Ma il movente si rivela inverosimile e dunque inattendibile: Domenico Zarrelli faceva una vita dispendiosa ma non aveva mai chiesto prestiti finanziari a sua zia Gemma, come fu ampiamente provato. Nel periodo della strage Domenico Zarrelli non aveva problemi finanziari: nel luglio '75 (tre mesi prima) aveva venduto a suo fratello Vittorio, per 14 milioni di lire, un appartamento che aveva ereditato dal genitore. Inoltre gli inquirenti ritennero (dinamica ufficiale) che fu Domenico Santangelo la prima vittima ad essere aggredita. Se le cose fossero andate come ipotizzarono gli inquirenti, Zarrelli avrebbe dovuto intavolare un discorso con sua zia, Gemma, e non di certo con il marito di lei, che tra l'altro lo Zarrelli neanche conosceva. E avrebbe dovuto prendere, come prima arma impropria e occasionale per compiere il triplice delitto, un oggetto da cucina (come un coltello - poichè Gemma Cenname fu aggredita in cuicna) anzichè un corpo contundente (tipo sopramobile) che in qualunque stanza di una casa può trovarsi fuorchè in una cucina.
Nel 1980 Domenico Zarrelli fu anche sottoposto, da tre professori esperti, ad una perizia psichiatrica, durante il processo d'Appello svoltosi a Napoli (la pubblica accusa ritenne che il suo carattere era quello di un soggetto aggressivo): la perizia rilevò una incompatibilità tra il carattere ed i modi di fare del sospettato in situazioni di rabbia e di litigio e l'agìre dell'assassino di via Caravaggio durante la strage (Domenico Zarrelli urlava e rompeva oggetti senza aggredire fisicamente, perchè incapace di fare del male agli altri; l'assassino di via Caravaggio nè urlò, nè ruppe qualcosa. Afferrò un corpo contundente e poi successivamente un coltello da cucina mirando direttamente alle tre vittime).

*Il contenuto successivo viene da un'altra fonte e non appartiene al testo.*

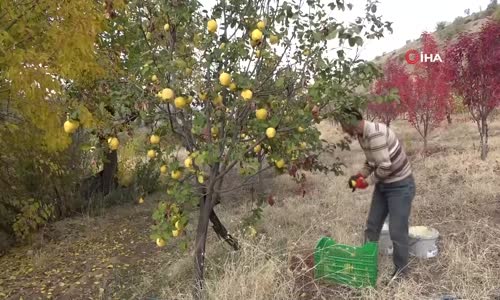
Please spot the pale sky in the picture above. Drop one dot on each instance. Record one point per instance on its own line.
(410, 19)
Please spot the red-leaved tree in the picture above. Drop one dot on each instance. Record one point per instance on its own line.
(388, 92)
(428, 96)
(473, 65)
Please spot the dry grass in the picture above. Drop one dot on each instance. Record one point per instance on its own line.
(456, 193)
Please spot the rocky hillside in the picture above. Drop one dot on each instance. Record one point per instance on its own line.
(448, 31)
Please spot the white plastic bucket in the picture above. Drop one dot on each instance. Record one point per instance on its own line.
(423, 241)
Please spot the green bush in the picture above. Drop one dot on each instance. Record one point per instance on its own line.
(147, 176)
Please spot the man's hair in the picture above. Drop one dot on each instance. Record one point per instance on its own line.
(349, 116)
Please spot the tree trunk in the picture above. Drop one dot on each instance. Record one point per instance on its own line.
(484, 138)
(201, 239)
(222, 232)
(109, 172)
(425, 146)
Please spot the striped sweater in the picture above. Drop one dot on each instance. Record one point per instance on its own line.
(386, 160)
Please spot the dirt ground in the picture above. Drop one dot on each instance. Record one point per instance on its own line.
(112, 257)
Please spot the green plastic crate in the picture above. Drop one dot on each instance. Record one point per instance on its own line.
(346, 265)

Persino le caratteristiche fisiche di Domenico Zarrelli (la pubblica accusa ritenne tra l'altro che la sua corporatura gli aveva permesso di spostare tre cadaveri senza difficoltà) non erano compatibili con i dati forniti dal medico legale professor Achille Canfora, consulente della Procura di Napoli, circa la figura dell'assassino: il professor Canfora parlò di un soggetto alto non più di 1 metro e 70 centimetri e quindi con un numero di piede compreso tra il 41 ed il 42 (il sospettato era alto 1 metro e 90 e di conseguenza portava di scarpe il 45-46);  il professor Canfora parlò di un soggetto che aveva una conoscenza almeno delle prime nozioni di medicina e, in particolare, del corpo umano e delle posizione degli organi principali e che aveva dimostrato, con le sue azioni durante la strage, di  aver studiato il corpo umano o di essere professionalmente abituato (il sospettato non ha mai studiato medicina e non è mai stato un medico. Era uno studente di giurisprudenza); il professor Canfora parlò di un soggetto dalla corporatura robusta e forte e dalla muscolatura possente ma agile e senza un'oncia di grasso , quindi di un soggetto di media robustezza (Domenico Zarrelli non era un soggetto di media robustezza perchè era dotato di una corporatura "grossa", da gigante e quindi decisamente poco agile, a causa anche della sua evidente tendenza a ingrassare).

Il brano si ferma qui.